Le 20 Décembre 2019, par Agnes Boschet

Dans le contexte de digitalisation du monde et d’affrontement des puissances américaines et chinoises pour le leadership, il nous est apparu nécessaire de fournir un décryptage de l’écosystème digital chinois.


Des clés de lecture destinées aux dirigeants d’entreprises, aux porteurs de projets et à tous ceux qui veulent s’inspirer ou bien se préparer à la conquête de futurs marchés, aux partenariats, aux coopérations, ou aux alliances.  

À l’heure où de profondes transformations se produisent à la tête des grandes institutions internationales de régulation et d’harmonisation des marchés, on ne peut ignorer l’incontournable propulseur des flux mondiaux de données qu’est l’Empire du Milieu.

Fin 2019, au-delà du plan BRI (One Belt, one Road), il nous importe de distinguer le Plan Routes de la Soie Digitales chinois (Digital Belt & Road, DBAR) comme étant le vecteur d’un colossal changement de référentiel géostratégique à l’échelle internationale. Comment la Chine a su créer les conditions de la transformation du maillage digital du monde ?
 
Oublié le Plan façon Marshall ; il s’agit bien d’une stratégie globale de création de valeur immatérielle portée par la Chine du XXIe siècle et ses champions (BATXH).
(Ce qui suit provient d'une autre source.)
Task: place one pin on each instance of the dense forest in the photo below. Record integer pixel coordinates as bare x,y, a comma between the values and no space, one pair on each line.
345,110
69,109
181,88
Il s’agit de la création d’un réseau d’infrastructures digitales solide dédié au développement du commerce, du transport de biens et de services. Et c’est sans compter sur l’utilisation du Big data entre les membres du réseau, pour mieux analyser et anticiper grâce aux outils de modélisation et d’imagerie. 

Les objectifs principaux du « Digital Belt & Road » concernent le développement du cloud entre les pays et entreprises membres pour accélérer la communication et la recherche, l’adoption de standards et de méthodologies scientifiques communes, l’identification des besoins, les opportunités de recherche et partenariat, la coopération entre les membres de la BRI et les institutions internationales. Le projet de maillage digital engagé exporte le soft Power chinois pour une nouvelle gouvernance planétaire avec à la clé, la réorganisation des institutions mondiales. 

Ainsi, ce sont quatre responsables politiques et hauts fonctionnaires chinois qui se trouvent désormais et respectivement à la tête des institutions suivantes : Qu Dongyu à la FAO, Food & Agricultural Organisation, Houlin Zhao à l’UIT Union internationale des télécommunications, Fang Liu à l’OACI Organisation de l’aviation civile internationale, Li Yong à l’ONUDI qui a pour but de promouvoir le développement industriel des pays « en développement ». Le monde pivote et les questions de souveraineté vont vite se poser et appeler la prise de décisions en matière de normalisation, certification, cybersécurité, propriété intellectuelle, etc.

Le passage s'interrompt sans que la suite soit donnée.